Pressure from the Scottish Funding Council to make progress on creating a "super-college" in Glasgow city centre finally paid off last week with the news that three of the existing colleges have signed a "historic agreement" to merge - leaving one of the original four, Stow College, to go it alone.
Despite inconclusive evidence about the benefits of large-scale mergers, the three colleges have agreed to abandon the original aim of "co-location" on two sites, under which each would have its identity preserved. This was one of the major sticking points for Stow College, which led it to pull out of the discussions last month.
In a joint statement, the three principals, Paul Little of Central College, Janet Okten of Glasgow College of Nautical Studies and Tom Wilson of Metropolitan College, said: "We are clear in our new shared mission: to deliver world-class learning for a local, regional, national and international market."
Mr Little, who came from Northern Ireland, where he worked in an institution formed from six centres, commented: "Who wouldn't want to study and work in a world-class, state-of-the-art, technology-rich educational environment?"
He told The TESS: "This will be good for learners, good for staff and good for Glasgow."
The new college will dominate FE in Scotland, accounting for one in 10 college students. Stow had deep reservations about whether a college of this size could be effective. "We think it will be too big to offer the personal learning experiences colleges excel at," John Mitchell, the chair of its board, commented.
But the statement from the three principals was adamant that the new college would "deliver unparalleled benefits to our learners, including the provision of a comprehensive curriculum that widens access and supports participation, achievement and progress ... supported by a wider, more specialised range of staff and services than our individual colleges can offer at present."

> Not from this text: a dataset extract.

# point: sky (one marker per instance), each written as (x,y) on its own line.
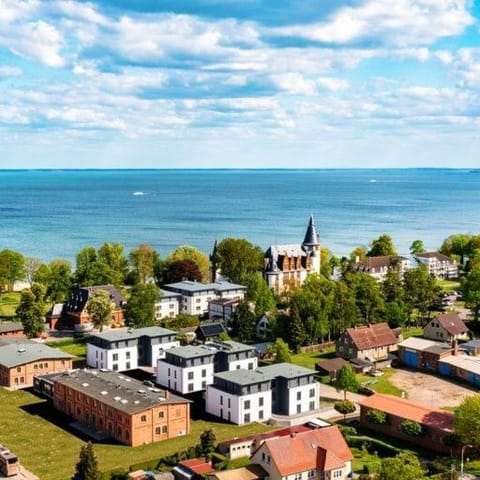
(239,83)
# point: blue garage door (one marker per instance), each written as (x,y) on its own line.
(410,359)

Mr Little said he believed students would benefit from being in a "cosmopolitan" community of 40-50,000 learners. He was well aware of the challenges which a college of that size presented, so it was important to have "the right philosophy, the right climate and the right culture".
John McClelland, chair of the Scottish Funding Council, who has played a key role in arm-twisting the colleges into an agreement, praised the move as "the right one for the colleges, for Glasgow and for Scotland". He said he believed the merger decision would provide "momentum" to develop the two-site campus for the college - on Cathedral Street, near the Merchant City and Thistle Street on the Clyde.
Vic Emery, the businessman who chairs New Campus Glasgow, called it "an exciting advance". He expressed optimism that the plans would be delivered "on time and on budget".
The campus is scheduled to be completed and ready for business in 2014.
MIXED FORTUNES OF SHARED MISSIONS
The most recent cost-benefit analysis of college mergers, carried out by the Department for Innovation, Universities and Skills in London, concluded that "the limited evidence available does not provide a consistent message".
The report added: "It appears that success of mergers is not guaranteed, but may be dependent on a complex set of local factors and conditions with no consistent message about when mergers are most likely to succeed."
The study said there could be benefits from integrating curricula, reducing over-provision and improving capital investment. But there was also evidence that substantial cost savings were difficult to achieve, and that communications and college culture were critical factors for success. There was "insufficient evidence" that larger colleges performed better.
Reviews in Wales and Northern Ireland, which have decided to move to a smaller network of regional colleges, "do not include any evidence that larger colleges are necessarily more effective, or that college mergers result in net benefits."
A suggestion in the FE review for the Welsh Assembly Government that efficiency savings would only make an impact when a college's turnover reached Pounds 15 million was not backed up, DIUS states.